WORLD> America
UN council backs broad nuclear agenda
(Agencies)
Updated: 2009-09-25 11:47

"We may all be threatened one day by a neighbor, by a neighbor endowing itself" with nuclear weapons, Sarkozy said.

British Prime Minister Gordon Brown called on the council to consider "far tougher sanctions" against Iran.

In reaction, the Iranian UN mission later issued a statement denouncing "fear-mongering" and "falsehoods," and repeating its claim that its nuclear program is designed for civilian energy purposes only.

The flare-up came just a week before a scheduled Oct. 1 meeting in Geneva between the Iranians and European, US and Chinese representatives to try to move toward resolving the long-running standoff.

In his speech, Libya's UN ambassador, Abdurrahman Mohamed Shalgam, filling in for absent leader Moammar Gadhafi, targeted another suspected nuclear weapons program, that of Israel, which rejects the Nonproliferation Treaty.

Israel's nuclear sites should be subject to international oversight, Shalgam said. "Otherwise, all the states of the Middle East will say, `We have a right to develop nuclear weapons. Why Israel alone?'"

Thursday's omnibus resolution also expressed "grave concern" about the threat of nuclear terrorism, and urged states to take firmer steps to keep potential bomb material out of terrorist hands. It encouraged governments to lay down stricter guidelines for exporting nuclear technology, for example, and to do more to detect and disrupt nuclear trafficking.

The White House said Thursday's action demonstrated "growing international political will behind the (Obama) nuclear agenda." It also endorsed ideas that have not always found favor in Washington.

China's president focused on one of those ideas, a late addition to the final resolution referring to "negative security assurances," guarantees to non-nuclear-weapon states that they will never be attacked with nuclear weapons. The US has resisted making such assurances all-encompassing and legally binding.

Addressing this, China's Hu Jintao said all weapons states "should make an unequivocal commitment of unconditionally not using or threatening to use nuclear weapons against non-nuclear-weapon states."

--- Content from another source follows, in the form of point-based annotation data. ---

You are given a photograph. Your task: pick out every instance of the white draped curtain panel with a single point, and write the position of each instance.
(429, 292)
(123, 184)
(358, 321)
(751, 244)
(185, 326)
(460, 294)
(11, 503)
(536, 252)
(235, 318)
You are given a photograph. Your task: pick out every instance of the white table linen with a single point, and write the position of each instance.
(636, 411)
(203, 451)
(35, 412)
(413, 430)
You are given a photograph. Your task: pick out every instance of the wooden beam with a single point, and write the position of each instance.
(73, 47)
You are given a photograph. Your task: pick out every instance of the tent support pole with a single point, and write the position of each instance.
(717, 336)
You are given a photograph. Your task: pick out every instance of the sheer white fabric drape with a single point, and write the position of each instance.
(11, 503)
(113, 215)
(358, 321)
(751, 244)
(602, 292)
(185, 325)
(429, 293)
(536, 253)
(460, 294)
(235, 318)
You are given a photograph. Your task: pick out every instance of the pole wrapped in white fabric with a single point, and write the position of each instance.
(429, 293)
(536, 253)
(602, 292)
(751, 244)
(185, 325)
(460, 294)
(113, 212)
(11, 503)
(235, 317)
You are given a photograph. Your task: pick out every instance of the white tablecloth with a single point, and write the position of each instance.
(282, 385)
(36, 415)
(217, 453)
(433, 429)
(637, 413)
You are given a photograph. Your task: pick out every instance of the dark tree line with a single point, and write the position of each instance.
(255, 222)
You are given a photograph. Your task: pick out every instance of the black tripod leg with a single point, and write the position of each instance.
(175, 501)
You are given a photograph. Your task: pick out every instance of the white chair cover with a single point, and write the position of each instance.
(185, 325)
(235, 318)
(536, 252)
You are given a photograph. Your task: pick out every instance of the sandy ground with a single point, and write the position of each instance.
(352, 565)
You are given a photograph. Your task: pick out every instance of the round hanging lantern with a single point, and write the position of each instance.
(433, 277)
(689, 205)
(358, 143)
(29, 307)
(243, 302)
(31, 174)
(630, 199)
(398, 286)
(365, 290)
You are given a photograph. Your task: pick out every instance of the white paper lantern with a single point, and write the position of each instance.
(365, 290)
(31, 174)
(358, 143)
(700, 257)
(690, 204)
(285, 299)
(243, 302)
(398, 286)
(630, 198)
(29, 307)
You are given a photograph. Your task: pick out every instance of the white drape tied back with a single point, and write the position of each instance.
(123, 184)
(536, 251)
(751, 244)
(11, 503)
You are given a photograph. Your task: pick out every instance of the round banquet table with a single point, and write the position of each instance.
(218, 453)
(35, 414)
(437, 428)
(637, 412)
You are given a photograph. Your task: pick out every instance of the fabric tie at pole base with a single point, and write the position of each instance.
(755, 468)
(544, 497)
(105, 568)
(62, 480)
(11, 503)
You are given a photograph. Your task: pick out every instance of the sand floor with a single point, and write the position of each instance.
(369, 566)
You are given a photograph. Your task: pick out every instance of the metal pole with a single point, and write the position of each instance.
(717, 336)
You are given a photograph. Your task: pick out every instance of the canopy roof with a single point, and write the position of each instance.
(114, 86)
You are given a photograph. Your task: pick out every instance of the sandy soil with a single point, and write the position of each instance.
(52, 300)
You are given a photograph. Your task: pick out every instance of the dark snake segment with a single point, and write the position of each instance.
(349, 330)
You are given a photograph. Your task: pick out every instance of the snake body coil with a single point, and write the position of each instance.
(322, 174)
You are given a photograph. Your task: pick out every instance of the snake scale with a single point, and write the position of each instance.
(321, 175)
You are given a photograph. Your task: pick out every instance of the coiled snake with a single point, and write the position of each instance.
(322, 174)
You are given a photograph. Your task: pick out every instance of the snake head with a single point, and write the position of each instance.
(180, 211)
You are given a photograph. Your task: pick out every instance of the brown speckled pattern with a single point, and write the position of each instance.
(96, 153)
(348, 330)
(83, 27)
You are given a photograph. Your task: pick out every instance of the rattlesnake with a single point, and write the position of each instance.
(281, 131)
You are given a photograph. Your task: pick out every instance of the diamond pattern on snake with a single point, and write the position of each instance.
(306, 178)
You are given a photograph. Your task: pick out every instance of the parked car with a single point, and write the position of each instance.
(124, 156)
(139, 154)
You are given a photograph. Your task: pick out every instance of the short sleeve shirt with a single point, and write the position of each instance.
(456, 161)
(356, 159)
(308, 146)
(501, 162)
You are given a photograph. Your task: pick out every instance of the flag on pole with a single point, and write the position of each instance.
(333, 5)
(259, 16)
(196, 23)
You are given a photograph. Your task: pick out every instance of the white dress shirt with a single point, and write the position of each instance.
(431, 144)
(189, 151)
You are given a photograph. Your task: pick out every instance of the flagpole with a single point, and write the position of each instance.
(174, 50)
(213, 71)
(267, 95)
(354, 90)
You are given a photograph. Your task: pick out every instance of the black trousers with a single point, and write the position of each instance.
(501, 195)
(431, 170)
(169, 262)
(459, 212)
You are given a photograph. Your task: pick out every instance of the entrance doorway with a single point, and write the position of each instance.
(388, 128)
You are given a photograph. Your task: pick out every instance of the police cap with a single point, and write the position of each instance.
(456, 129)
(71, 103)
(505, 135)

The resolution also identified global nuclear disarmament as a "pillar" of the Nonproliferation Treaty, a point much ignored in past years by the Republican White House of George W. Bush. The resolution called on states to negotiate "a treaty on general and complete disarmament."

In his agenda-setting speech in Prague last April, Obama embraced such a goal, as he did earlier in a joint statement with Russian President Dmitry Medvedev.

He repeated that commitment on Thursday.

"The historic resolution we just adopted enshrines our shared commitment to the goal of a world without nuclear weapons," he told the summit. "And it brings Security Council agreement on a broad framework for action to reduce nuclear dangers as we work toward that goal."

Arms-control advocates applauded the unprecedented Security Council action.

It "brings much-needed global focus to the risks posed by the spread of nuclear weapons, nuclear know-how and nuclear material," said a statement from four leading US ex-statesmen — former Secretaries of State Henry A. Kissinger and George P. Shultz, former Defense Secretary William Perry and ex-US Sen. Sam Nunn. The four have led a 2-year-old campaign to move toward abolition of nuclear arms.